Страница 136 из 150
Сильно не нравилась старику Ледневу деревня. В такой деревне, дело ясное, особо не погостюешь, того и гляди – бани не истопят.
– Почему нет мужиков? – стараясь быть равнодушным, спросил Игорь. – Вон один стоит…
В конце улицы, вальяжно облокотившись на забор, улыбаясь в сто зубов, чистый и бритый, стоял Пеликан.
– С прибытием вас, гости дорогие!
И тут, как по сигналу режиссера, откуда-то вынеслись на улицу собаки разных мастей, завизжали, залаяли, помчались по колеям, а какие-то и задержались, начали пришельцев обгавкивать. И то из-под одного забора, то из-за другого стала появляться детвора, в основном мальчишки, босиком, в латаных и просто дырявых портках, а маленькие, сопливые – совсем без порток, кто о рубашонке, кто без оной. Стояли, смотрели на Леднева с Игорем. И то ли порыв ветра тому виной, то ли – Игорь уже склонялся к этому – так было задумано, но бухнул языком колокол на колокольне, разок бухнул и замолчал.
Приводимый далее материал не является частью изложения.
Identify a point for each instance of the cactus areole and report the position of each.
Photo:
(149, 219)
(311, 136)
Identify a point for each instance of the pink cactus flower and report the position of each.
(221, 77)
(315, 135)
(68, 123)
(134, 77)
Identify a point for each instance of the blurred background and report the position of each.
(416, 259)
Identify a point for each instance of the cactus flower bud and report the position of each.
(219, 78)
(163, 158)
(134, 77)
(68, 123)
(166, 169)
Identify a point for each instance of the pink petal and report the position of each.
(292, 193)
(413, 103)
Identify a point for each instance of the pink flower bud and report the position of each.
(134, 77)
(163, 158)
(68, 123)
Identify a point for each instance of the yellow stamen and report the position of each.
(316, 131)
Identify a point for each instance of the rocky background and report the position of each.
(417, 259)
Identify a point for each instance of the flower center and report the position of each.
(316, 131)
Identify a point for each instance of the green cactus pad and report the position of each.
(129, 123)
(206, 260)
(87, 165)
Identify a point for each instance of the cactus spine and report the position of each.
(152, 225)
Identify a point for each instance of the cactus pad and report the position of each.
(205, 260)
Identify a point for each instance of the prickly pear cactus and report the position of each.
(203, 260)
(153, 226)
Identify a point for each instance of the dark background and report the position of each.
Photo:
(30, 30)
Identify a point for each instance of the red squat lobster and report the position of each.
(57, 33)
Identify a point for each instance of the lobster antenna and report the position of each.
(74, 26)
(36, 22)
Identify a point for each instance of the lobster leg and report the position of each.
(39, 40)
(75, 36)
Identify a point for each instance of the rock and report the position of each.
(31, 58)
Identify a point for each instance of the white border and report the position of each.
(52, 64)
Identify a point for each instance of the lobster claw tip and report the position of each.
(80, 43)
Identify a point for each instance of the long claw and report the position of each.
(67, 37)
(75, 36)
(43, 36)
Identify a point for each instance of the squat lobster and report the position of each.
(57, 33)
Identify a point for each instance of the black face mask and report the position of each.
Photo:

А Пеликан стоял и улыбался.
Чистая мистика!..
Старик Леднев на всю эту фантасмагорию поглядел, глаза к небу поднял, истово перекрестился.
– Что это вы, Григорий Львович, устроили?
– А что я устроил, Павел Николаевич, профессор наш разлюбезный?
– То никого-никого, а то…
И Игорь на Пеликана просительно смотрел, требовал ответа на тот же вопрос.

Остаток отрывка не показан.